CVE-2025-71259 is a server-side request forgery vulnerability classified under CWE-918, found in BMC Software's FootPrints IT Service Management (ITSM) product. The vulnerability resides in the externalfeed/RSS API component of FootPrints versions 20.20.02 through 20.24.01.001. It allows an authenticated attacker with low privileges to send crafted requests that cause the server to initiate arbitrary outbound HTTP requests. This occurs due to insufficient validation of externally supplied resource references, enabling attackers to coerce the server into interacting with internal network services that may not be directly accessible externally. The SSRF can be exploited blindly, meaning attackers do not receive direct response data but can infer success through side effects. Potential impacts include unauthorized internal network reconnaissance, exploitation of internal services, or resource exhaustion leading to denial of service. The vulnerability does not require user interaction and does not affect confidentiality or integrity directly but can impact availability and internal network security posture. BMC has released multiple hotfixes across affected versions to address this issue, and no public exploits have been reported to date.

The primary impact of CVE-2025-71259 is the potential for attackers to leverage the SSRF vulnerability to interact with internal services that are otherwise inaccessible, potentially exposing sensitive internal resources or enabling lateral movement within an organization's network. Additionally, attackers can cause resource exhaustion on the FootPrints server, leading to degraded performance or denial of service, impacting availability of ITSM services critical for organizational operations. Since the vulnerability requires authentication with low privileges, insider threats or compromised accounts could be leveraged to exploit this flaw. The lack of direct data exfiltration reduces confidentiality impact, but the ability to reach internal systems poses a significant risk, especially in segmented or sensitive environments. Organizations relying on BMC FootPrints for IT service management could face operational disruptions and increased risk of internal network compromise if this vulnerability is exploited.

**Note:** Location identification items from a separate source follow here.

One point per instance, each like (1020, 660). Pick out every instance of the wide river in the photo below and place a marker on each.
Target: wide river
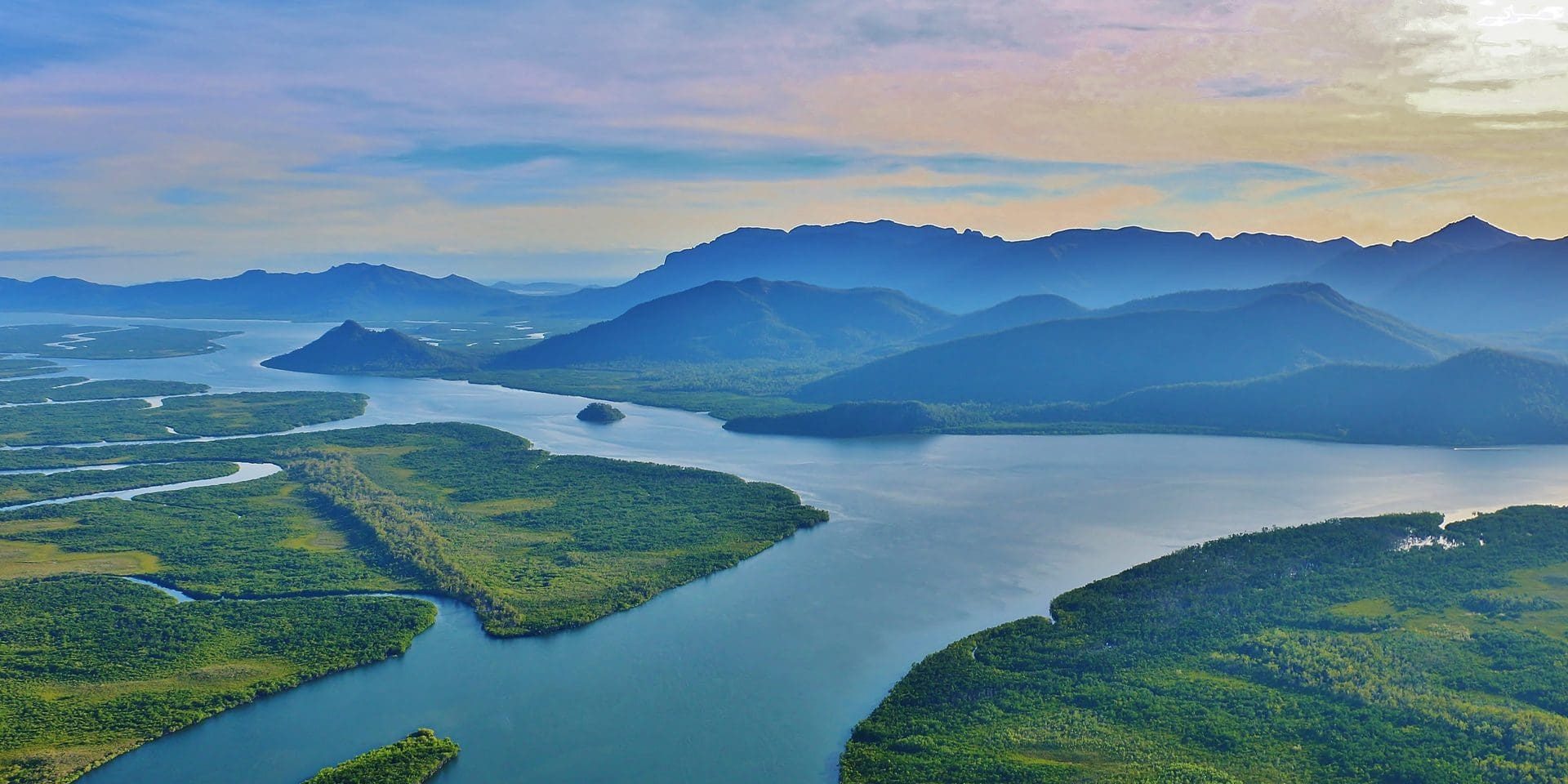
(758, 673)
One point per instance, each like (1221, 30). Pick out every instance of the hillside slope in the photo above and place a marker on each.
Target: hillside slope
(726, 320)
(1094, 359)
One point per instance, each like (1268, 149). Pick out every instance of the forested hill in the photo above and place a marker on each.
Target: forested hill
(1015, 313)
(352, 349)
(741, 320)
(1094, 359)
(350, 291)
(1356, 651)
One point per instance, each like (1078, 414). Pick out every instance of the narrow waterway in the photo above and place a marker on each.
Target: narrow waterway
(758, 673)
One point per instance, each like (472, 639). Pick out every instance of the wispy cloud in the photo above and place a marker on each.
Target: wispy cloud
(482, 131)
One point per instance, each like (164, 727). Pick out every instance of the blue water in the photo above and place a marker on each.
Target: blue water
(758, 673)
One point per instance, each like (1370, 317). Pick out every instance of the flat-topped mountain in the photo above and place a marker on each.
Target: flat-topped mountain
(352, 349)
(741, 320)
(969, 270)
(1098, 358)
(359, 291)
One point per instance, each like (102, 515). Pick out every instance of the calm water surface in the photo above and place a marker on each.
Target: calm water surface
(758, 673)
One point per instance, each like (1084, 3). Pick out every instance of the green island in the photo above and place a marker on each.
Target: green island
(1385, 649)
(109, 342)
(27, 488)
(533, 541)
(66, 390)
(599, 412)
(25, 366)
(414, 760)
(93, 666)
(235, 414)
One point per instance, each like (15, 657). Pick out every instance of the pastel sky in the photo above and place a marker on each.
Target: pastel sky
(577, 140)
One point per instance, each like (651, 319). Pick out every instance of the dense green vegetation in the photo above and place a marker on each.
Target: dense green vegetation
(352, 349)
(107, 342)
(25, 488)
(601, 412)
(22, 366)
(725, 390)
(736, 320)
(234, 414)
(78, 388)
(410, 761)
(91, 666)
(535, 541)
(1380, 649)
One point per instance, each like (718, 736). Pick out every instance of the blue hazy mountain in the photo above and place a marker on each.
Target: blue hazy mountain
(748, 318)
(350, 291)
(1097, 358)
(352, 349)
(1510, 287)
(968, 270)
(1015, 313)
(1477, 397)
(1371, 274)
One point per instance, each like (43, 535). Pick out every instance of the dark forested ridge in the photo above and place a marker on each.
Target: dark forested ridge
(352, 349)
(728, 320)
(1368, 649)
(1090, 359)
(1018, 311)
(1482, 397)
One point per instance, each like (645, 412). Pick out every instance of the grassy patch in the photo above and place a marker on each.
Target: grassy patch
(187, 416)
(91, 666)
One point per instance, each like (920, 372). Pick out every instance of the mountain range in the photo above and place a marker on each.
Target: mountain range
(350, 291)
(968, 270)
(751, 318)
(1470, 276)
(1474, 399)
(1090, 359)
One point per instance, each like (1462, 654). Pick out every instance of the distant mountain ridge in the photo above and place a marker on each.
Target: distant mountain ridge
(350, 349)
(349, 291)
(1474, 399)
(968, 270)
(1098, 358)
(1481, 397)
(751, 318)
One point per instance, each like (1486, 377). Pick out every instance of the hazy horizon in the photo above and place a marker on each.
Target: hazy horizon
(501, 140)
(441, 267)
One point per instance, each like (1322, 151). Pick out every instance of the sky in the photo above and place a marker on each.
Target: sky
(584, 140)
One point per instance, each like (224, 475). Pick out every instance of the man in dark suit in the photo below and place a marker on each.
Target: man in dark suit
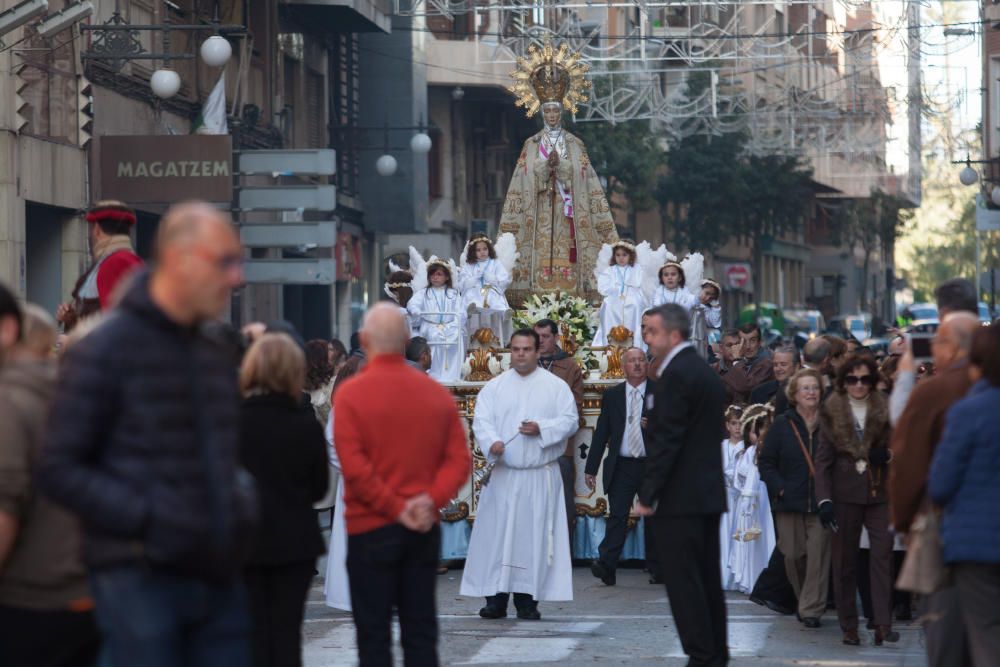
(621, 430)
(683, 489)
(786, 363)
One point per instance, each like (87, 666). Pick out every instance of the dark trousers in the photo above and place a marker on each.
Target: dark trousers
(567, 468)
(944, 631)
(845, 546)
(394, 567)
(689, 557)
(152, 618)
(978, 586)
(277, 603)
(621, 492)
(773, 586)
(30, 638)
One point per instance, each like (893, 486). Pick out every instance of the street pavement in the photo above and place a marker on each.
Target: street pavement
(628, 624)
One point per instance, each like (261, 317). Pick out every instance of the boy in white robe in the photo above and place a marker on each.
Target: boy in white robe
(519, 544)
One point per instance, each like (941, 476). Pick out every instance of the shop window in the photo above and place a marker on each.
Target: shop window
(49, 76)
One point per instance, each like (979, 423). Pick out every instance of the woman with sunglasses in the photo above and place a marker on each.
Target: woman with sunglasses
(851, 474)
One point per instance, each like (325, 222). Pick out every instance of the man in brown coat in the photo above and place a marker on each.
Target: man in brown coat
(43, 582)
(564, 366)
(913, 442)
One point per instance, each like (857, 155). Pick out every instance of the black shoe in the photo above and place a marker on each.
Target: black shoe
(777, 608)
(603, 572)
(529, 613)
(492, 611)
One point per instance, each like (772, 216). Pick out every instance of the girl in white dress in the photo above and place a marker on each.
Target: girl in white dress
(706, 315)
(620, 283)
(753, 537)
(483, 281)
(672, 287)
(438, 315)
(731, 446)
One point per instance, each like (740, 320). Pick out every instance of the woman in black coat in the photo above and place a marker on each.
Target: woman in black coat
(283, 447)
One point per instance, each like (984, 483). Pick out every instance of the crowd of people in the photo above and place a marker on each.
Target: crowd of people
(160, 472)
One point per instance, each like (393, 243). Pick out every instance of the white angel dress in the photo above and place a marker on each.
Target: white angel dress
(439, 317)
(483, 286)
(679, 295)
(624, 302)
(753, 539)
(336, 585)
(729, 451)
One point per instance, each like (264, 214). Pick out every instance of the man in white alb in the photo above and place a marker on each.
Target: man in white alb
(519, 544)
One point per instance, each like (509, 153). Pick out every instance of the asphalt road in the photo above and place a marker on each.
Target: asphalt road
(626, 624)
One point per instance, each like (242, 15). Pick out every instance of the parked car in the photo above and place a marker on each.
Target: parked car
(802, 319)
(770, 316)
(856, 325)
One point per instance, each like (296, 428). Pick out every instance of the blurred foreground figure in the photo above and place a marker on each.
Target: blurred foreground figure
(145, 452)
(403, 456)
(43, 584)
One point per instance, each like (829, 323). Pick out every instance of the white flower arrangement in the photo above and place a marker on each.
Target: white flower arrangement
(576, 318)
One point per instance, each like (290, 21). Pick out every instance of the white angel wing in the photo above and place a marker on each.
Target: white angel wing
(418, 267)
(694, 271)
(645, 257)
(506, 249)
(603, 261)
(464, 259)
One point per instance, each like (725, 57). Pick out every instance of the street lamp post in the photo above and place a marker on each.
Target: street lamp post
(116, 42)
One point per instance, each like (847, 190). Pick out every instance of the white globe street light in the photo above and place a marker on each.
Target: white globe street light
(420, 143)
(386, 165)
(216, 51)
(165, 83)
(968, 175)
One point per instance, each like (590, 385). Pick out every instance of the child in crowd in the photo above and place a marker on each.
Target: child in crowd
(753, 537)
(438, 315)
(483, 281)
(672, 287)
(706, 314)
(620, 283)
(731, 446)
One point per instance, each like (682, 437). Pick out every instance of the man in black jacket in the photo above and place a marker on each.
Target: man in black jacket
(145, 451)
(621, 430)
(683, 488)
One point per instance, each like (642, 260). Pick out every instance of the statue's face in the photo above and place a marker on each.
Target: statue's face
(552, 113)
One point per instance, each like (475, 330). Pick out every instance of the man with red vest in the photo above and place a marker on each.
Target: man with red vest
(109, 225)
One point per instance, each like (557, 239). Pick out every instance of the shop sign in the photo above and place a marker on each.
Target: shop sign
(165, 169)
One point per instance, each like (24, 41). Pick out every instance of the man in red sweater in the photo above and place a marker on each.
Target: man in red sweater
(109, 228)
(404, 455)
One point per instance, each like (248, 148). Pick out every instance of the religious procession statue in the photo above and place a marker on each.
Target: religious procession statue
(555, 205)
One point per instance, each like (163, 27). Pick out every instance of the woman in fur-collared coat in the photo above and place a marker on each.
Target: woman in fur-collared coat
(852, 467)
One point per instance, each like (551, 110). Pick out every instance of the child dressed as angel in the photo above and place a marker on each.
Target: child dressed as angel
(672, 287)
(483, 279)
(706, 314)
(753, 537)
(619, 280)
(438, 315)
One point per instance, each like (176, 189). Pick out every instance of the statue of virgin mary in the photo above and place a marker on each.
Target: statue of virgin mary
(555, 205)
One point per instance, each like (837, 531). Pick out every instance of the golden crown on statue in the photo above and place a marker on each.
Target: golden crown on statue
(547, 75)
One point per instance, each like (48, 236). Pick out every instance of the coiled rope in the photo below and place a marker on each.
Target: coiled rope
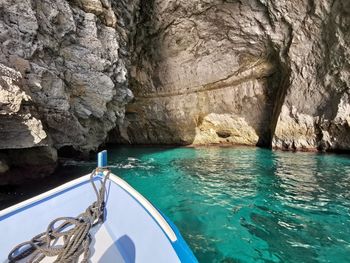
(74, 231)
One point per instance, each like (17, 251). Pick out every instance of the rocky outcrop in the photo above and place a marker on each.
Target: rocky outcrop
(63, 74)
(270, 73)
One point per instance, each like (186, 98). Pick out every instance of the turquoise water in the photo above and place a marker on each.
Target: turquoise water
(247, 204)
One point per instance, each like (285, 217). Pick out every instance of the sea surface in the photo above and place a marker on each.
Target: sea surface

Organizations should promptly apply the official hotfixes provided by BMC Software for their specific FootPrints ITSM version to remediate the SSRF vulnerability. In addition, implement strict network segmentation and firewall rules to limit the FootPrints server's ability to initiate outbound requests to only necessary destinations. Monitor and audit authenticated user activities to detect unusual patterns that may indicate exploitation attempts. Employ strong authentication and access controls to minimize the risk of account compromise or misuse by low-privilege users. Consider deploying web application firewalls (WAFs) with rules designed to detect and block SSRF attack patterns targeting the externalfeed/RSS API endpoints. Regularly review and update security policies related to internal service exposure and outbound traffic from critical servers. Finally, conduct internal penetration testing and vulnerability assessments to verify the effectiveness of mitigations.